Contrary to beliefs, many believe that Singapore Zoo arrived first, in fact, the Jurong Bird Park was built in 1971, TWO YEARS EARLIER, with estimated cost of $3.5 million. The main reason was given by the former Deputy Prime Minister, the late Dr. Goh Keng Swee, that bird seeds cost less than meat.  Comparing the past where only 1,000 birds from 60 species were available, the avian paradise now has 19 exhibits and home to 5,000 birds from 400 species.


2. Spending the night at Mandai is made possible

Has anyone ever gazed upon the Singapore sky, looking out for stars?

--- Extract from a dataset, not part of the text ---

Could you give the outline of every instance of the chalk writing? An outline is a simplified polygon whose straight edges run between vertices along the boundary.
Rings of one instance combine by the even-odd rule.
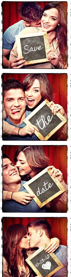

At Mandai, there is a plan on building tents, suits and family in the area for visitors to stay for a night or two.


3. Free admission to the nearby amenities

Aside from the 5 wildlife parks that require admission fees, the vicinity will also have boardwalks and nature trails for trekking lovers, outdoor seating and playground for the young and the old.


4. New Bird Park with ‘Upsized’ Aviaries

The new location for the Jurong Bird Park will occupy 17 hectares, which allows the birds to fly freely in the nine aviaries and each aviary will feature unique landscape such as a bamboo forest.


5. Bridge for the animals

For humans, there are overhead bridges, but at Mandai, an eco-bridge will be built across Mandai Lake Road for the animals living in the area, where they can move between the central and northern reaches of the Central Catchment Nature Reserve.